10th September 1968 · 1960s, 1968, Music
This was the first single I ever bought, at the age of ten. A sentimental song called Those Were The Days, sung by an apple-cheeked blonde from Wales by the name of  Mary Hopkin – and produced by Paul McCartney.

Listening to it now, it’s obviously a boisterous drinking song, with its roots in a Russian folk tune. But I didn’t know that as a small boy.  I only found out decades later when I went to a recording studio in Barnes and found the classical groupo Bond recording it in instrumental form. 

It was Paul McCartney who ‘discovered’ the tune in a London folk club called The Blue Angel, where it was regularly performed by its American lyricists, The Raskins. He tried to persuade several artists – including The Moody Blues – to record it. In the end it was the fragrant Mary Hopkin, who had come to fame on the TV talent show Opportunity Knocks, who accepted the opportunity.

Macca produced it himself, creating an elaborate arrangement that incorporated strings, balalaika, dulcimer and clarinet to lend it a klezmer feel. Sandie Shaw was so miffed to hear it sung by a talent show contestant that she recorded her own version, feeling it should be sung by a ‘proper’ singer.

What did she know?

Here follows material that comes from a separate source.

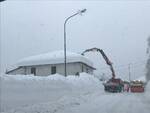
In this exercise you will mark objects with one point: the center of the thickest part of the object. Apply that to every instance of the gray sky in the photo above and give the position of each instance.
(121, 29)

Her version flopped, while Mary Hopkin’s went to number 1 and stayed there for weeks in September 1968. The B-side was her take on Pete Seeger’s Turn, Turn, Turn – the song that won her Opportunity Knocks – and the version that introduced me to that tune long before I ever heard The Byrds.

It was the second release by The Beatles’ label Apple (after their own Hey Jude), and Hopkin went on to marry producer Tony Visconti – and to lend her vocals to David Bowie’s great Sound + Vision.

Meanwhile, in a bathetic footnote, Those Were The Days went on to be reborn eternally on the football terraces, adapted as the tune of the Ireland  team’s anthem Come On You Boys In Green.